13.Bölüm

507 43 5
                                    

mediadaki- Kaya

****

Damla dakikalardır ağzında çatal, yanakları kızarmış bir vaziyette masada oturuyordu. Ufuk ise neşeyle Damla'nın hazırladığı kahvaltıyı midesine indirip sürekli konuşuyordu. Sanki ikisi de üç yıl öncesine geri dönmüştü. Sanki o üç yıl ayrılık hiç olmamıştı. Aslında onlar hala sevgililerdi. Ne demişti şair ayrılıklarda sevgiliye dairdir.

Ufuk'un tek niyeti artık Damla'yı bırakmamaktı. Tek derdi onun nefesini ölene kadar yanında hissetmekti.

DAMLA

Şaşkındım. Ne yapacağımı bilemez halde elimdeki çatalı ağzımda unutmuştum. Öylece az önceki anıyı düşünüyordum. Yanağıma bıraktığı öpücüğü hatırladıkça utancımdan yerin dibine girecektim. En önemlisi de kalbim artık bende değildi. Onun okyanus gözlerinde yaşıyordum artık. Kalbime ihtiyacım yoktu. Ufuk bana armağandı. O benim ikinci şansımdı. Artık onu bırakamazdım. Bu imkânsızdı.

Ufuk çatalındaki salatayı bana uzattığında dalgınlığı bırakıp çatalımı ağzımdan çıkardım. Tıpkı küçük bir çocuk gibi ağzımı araladım. Salata yemeyi hiç sevmeyen ben ondan olunca iştahla yedim. Gözlerim hem duyguluydu hem de neşeyle parıldıyordu. Bundan emindim.

''Damla iyi misin?'' dediğinde yeniden düşünmeyi bırakıp neşeyle gülümsedim.

''Hı hı çok iyiyim. Zaten seninle uyanınca nasıl iyi olmam ki? İyi olmamak için salak olmam gerekli. Yani sen bu kadar güzel uyurken, bebek gibi... Ay ben ne diyorum?''

Saçmalamaya başladığımı anladığımda son sözümle başımı yana çevirdim. Utancımdan ne yapacağımı şaşırmıştım. Ufuk'un kıs kıs gülmesi de cabasıydı. Bak hala gülüyor. Gülme. Ya da gül gül yakışıyor. Yine yedim aklımı. Ben bence susayım, düşünmeyi de bırakayım şu yemeklerden yesem iyi olacak. Hızlı hızlı salatayı ağzıma tıktığımda yüzümü ekşiterek yemeye başladım. Bunun tadı kötü. Peki, Ufuk verince niye güzeldi? Ama aynı salatalık... Ah öleceğim Allah'ım.

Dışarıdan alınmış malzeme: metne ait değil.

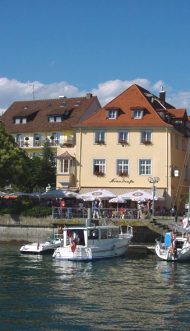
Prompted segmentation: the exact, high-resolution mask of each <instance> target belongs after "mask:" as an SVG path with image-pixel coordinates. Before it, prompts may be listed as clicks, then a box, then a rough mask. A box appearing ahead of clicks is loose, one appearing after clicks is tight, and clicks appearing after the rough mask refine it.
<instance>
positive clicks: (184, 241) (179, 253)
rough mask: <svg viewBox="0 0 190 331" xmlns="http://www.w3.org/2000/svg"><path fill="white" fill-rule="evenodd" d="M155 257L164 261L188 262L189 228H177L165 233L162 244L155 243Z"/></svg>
mask: <svg viewBox="0 0 190 331" xmlns="http://www.w3.org/2000/svg"><path fill="white" fill-rule="evenodd" d="M155 252H156V255H157V256H158V257H159V258H160V259H161V260H164V261H188V260H189V261H190V227H188V228H183V227H180V226H177V225H176V227H175V228H174V230H173V231H172V232H167V233H165V236H164V242H163V243H162V242H160V241H159V240H157V241H156V246H155Z"/></svg>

''Hayatım yüzün niye ekşidi senin?''

''Yüzüm mü ekşidi? Ay kendimden iğrendim şu an. Sen verince güzeldi bunun tadı. Iyyy...''

Ufuk şaşkınlıkla salatadan alıp tuza batırdı. Sonra da ağzına attı.

''Şey ben tuza batırıp vermiştim sana. Gayet güzel bence... Sen sevmiyor musun?'' dediğinde hızla başımı aşağı yukarı salladım.

''Pek sevmem. Ama sen verice sevdim. '' dediğimde Ufuk bana öyle gülümsedi ki kalbim kulaklarımdan fırlayacak sandım. Utanarak başımı yeniden masaya çevirdiğimde çenemde hissettiğim sıcak ellerle gözlerimi yeniden okyanuslara çevirdim. Çenemdeki eli hafiften yanağıma ilerledi. Dokunduğu yer yanarken heyecandan birden ayağa fırladım. O esnada meyve suyunu yere döktüm. Elim ayağım titrerken Ufuk şaşkınlıkla bana baktı.

'' İyi misin ?''

''Aaa.. Şey iyiyim. Benim gitmem gerek Ufuk.'' Dedim. Ufuk üzüntü ve biraz merakla bana baktı.

''Gidiyor musun? Nereye ?'' dediğinde gözlerime oturan acıyla ona baktım.

''Hastaneye gideceğim. Arkadaşım orada.'' Deyiverdim. Ufuk karşı çıkmadan çoktan hareketlenmiştim. Çantamı alırken Ufuk kolumdan tuttu. Gözlerimiz yeniden birleştiğinde ''Ben götürürüm seni. '' dedi. Başımı hızla olur anlamında salladım. Zaten ondan uzak kalmak istemiyordum.

''Tamam sonrada eve gitmem gerek üzerimi değiştirmeliyim.''

''Olur hayatım. Gidelim.'' Dediğinde kuş gibi uçuyordum adeta. O bana hayatım dedi değil mi?